6. Establish a national food program in schools and provide cash transfers to all families experiencing food insecurity.

7. Increase investment in publicly constructed and operated public transportation services, especially in remote and rural communities, that take into account the particular needs of women.

8. Continue to invest in drinking water infrastructure in First Nations communities to end all drinking water advisories as soon as possible.

9. Ensure all Canadians have access to cellular and high-speed internet services, especially in rural and remote communities to enable access to a wider range of services.

10. Introduce policies that educate people about gender stereotypes and norms around care work. Currently, there are no national policies to fund education campaigns that pertain specifically to care work within Canada.

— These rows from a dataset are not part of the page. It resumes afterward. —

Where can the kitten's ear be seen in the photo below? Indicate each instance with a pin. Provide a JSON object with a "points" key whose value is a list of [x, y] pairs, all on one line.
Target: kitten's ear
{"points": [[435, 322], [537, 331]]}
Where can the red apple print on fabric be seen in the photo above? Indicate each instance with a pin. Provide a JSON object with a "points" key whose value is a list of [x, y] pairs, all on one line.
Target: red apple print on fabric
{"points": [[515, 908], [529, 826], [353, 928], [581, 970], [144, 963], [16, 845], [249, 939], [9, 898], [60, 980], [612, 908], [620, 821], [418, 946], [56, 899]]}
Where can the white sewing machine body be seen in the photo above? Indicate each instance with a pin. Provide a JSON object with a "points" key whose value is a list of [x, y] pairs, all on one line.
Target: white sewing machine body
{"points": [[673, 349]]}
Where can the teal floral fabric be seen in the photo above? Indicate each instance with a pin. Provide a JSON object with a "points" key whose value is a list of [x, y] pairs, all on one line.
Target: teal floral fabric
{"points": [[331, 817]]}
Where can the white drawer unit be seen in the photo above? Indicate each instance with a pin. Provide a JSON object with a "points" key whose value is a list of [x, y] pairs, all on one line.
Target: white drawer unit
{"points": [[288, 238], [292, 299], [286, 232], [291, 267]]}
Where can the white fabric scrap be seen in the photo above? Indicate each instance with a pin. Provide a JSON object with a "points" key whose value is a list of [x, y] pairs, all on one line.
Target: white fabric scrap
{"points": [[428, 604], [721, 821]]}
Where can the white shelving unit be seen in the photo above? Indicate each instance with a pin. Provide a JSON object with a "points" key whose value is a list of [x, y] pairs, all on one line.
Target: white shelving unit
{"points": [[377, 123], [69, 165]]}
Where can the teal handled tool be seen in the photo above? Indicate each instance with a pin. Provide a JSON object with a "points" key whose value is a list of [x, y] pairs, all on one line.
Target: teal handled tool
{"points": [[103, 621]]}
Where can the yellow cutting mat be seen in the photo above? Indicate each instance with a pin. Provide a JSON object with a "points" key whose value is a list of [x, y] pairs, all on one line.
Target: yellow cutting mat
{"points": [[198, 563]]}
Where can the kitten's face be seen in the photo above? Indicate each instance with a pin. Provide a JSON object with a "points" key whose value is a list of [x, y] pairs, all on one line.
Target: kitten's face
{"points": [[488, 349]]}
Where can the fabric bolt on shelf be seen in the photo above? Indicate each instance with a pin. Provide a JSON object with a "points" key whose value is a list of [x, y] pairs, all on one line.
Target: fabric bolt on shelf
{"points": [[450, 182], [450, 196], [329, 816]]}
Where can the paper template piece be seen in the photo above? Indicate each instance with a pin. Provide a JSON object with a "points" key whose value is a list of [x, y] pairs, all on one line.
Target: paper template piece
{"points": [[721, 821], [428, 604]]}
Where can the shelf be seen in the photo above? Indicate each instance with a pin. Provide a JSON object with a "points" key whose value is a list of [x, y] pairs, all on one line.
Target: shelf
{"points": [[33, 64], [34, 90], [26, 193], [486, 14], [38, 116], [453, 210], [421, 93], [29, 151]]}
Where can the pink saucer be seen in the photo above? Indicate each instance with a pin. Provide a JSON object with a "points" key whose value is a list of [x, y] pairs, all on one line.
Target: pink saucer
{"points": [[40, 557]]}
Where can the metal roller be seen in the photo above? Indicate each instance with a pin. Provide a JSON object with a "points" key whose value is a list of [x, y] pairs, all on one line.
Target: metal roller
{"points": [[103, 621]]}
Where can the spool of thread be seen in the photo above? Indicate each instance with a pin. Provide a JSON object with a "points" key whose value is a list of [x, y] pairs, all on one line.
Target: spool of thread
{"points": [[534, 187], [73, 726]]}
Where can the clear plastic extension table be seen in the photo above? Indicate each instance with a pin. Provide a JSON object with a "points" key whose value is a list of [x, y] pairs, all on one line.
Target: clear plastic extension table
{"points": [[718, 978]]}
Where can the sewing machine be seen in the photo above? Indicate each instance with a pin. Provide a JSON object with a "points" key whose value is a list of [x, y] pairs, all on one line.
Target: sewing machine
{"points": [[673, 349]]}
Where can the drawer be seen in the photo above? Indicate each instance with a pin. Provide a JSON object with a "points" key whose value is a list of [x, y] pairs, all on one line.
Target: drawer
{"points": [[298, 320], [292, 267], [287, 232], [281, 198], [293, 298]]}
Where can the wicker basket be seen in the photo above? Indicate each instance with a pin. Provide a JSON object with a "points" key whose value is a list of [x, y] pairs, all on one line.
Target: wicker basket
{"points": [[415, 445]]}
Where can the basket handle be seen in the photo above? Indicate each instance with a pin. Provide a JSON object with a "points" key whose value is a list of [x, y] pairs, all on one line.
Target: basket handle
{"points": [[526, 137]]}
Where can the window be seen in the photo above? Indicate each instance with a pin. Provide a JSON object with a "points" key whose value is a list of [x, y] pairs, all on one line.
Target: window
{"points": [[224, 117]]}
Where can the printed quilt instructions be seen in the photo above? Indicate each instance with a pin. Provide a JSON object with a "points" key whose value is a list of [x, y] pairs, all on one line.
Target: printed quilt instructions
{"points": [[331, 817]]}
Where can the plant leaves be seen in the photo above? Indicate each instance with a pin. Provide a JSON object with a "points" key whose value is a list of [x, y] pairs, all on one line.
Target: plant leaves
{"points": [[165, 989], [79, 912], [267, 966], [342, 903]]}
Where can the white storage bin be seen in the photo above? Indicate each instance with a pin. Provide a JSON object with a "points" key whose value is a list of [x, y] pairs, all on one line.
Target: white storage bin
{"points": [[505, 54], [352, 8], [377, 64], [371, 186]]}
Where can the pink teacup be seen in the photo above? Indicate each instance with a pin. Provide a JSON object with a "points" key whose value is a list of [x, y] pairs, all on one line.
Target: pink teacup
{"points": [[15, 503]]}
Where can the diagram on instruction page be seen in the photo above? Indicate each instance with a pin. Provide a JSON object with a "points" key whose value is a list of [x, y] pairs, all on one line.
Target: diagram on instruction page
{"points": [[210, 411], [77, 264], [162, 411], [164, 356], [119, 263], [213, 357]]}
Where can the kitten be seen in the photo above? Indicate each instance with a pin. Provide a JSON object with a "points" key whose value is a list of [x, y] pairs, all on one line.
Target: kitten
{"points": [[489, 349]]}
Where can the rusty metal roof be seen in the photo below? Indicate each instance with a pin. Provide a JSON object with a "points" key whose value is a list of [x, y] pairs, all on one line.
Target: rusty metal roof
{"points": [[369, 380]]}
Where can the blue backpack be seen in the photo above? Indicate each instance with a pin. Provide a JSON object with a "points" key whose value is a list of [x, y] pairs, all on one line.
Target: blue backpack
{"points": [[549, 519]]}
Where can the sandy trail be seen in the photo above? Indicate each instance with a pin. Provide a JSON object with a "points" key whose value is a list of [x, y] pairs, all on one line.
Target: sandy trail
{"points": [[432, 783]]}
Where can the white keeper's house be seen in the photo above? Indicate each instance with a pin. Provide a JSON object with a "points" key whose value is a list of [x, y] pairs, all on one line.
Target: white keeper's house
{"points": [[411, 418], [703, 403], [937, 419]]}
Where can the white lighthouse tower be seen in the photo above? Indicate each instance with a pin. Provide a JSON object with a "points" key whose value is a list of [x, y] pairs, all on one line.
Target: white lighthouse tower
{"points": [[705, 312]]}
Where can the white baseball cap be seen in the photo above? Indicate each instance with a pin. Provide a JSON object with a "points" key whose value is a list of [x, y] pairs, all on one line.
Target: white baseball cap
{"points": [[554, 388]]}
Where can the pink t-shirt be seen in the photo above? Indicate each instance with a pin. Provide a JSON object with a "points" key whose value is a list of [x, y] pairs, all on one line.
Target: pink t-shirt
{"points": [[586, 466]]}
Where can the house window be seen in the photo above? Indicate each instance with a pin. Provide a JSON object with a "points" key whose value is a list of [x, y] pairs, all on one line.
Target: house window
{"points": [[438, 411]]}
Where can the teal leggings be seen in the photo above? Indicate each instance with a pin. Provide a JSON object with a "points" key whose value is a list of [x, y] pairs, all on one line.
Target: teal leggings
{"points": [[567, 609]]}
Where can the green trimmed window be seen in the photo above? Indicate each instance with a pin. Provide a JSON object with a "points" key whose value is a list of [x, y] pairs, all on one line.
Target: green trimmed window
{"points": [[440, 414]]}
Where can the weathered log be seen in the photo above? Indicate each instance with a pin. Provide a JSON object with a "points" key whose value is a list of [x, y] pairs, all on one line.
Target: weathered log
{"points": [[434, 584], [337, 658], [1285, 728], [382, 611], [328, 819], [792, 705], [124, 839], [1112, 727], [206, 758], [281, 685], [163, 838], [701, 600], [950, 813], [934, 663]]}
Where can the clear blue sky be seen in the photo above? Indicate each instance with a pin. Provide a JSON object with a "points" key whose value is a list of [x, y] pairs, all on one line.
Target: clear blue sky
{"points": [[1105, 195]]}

11. Develop a national strategy to recruit and retain care workers, considerate of global care chains, and ensure care workers are fairly compensated, have paid sick leave and enjoy dignified working conditions.

12. Immediately eliminate employerrestricted work visas for temporary foreign workers and provide all temporary foreign workers with permanent residency upon arrival.

13. Implement Employment Insurance reforms expanding access, particularly for precarious workers, and boosting the benefit rate, and implementing a permanent minimum weekly benefit.

14. Broaden access to the Canada Child Benefit for families with precarious status by repealing legislation tying eligibility to immigration status.

15. Ratify ILO Convention 189 on the rights of domestic workers.

While many of Canada’s care systems are delivered at the provincial or municipal levels, which are not assessed in this report, federal leadership is crucial to establishing national minimum standards, provide necessary investments and close policy gaps in federal jurisdiction. Beyond this report, it is hoped that the Care Policy Scorecard Tool can also be applied at the provincial and municipal levels to provide a more complete picture of the state of care policy in Canada.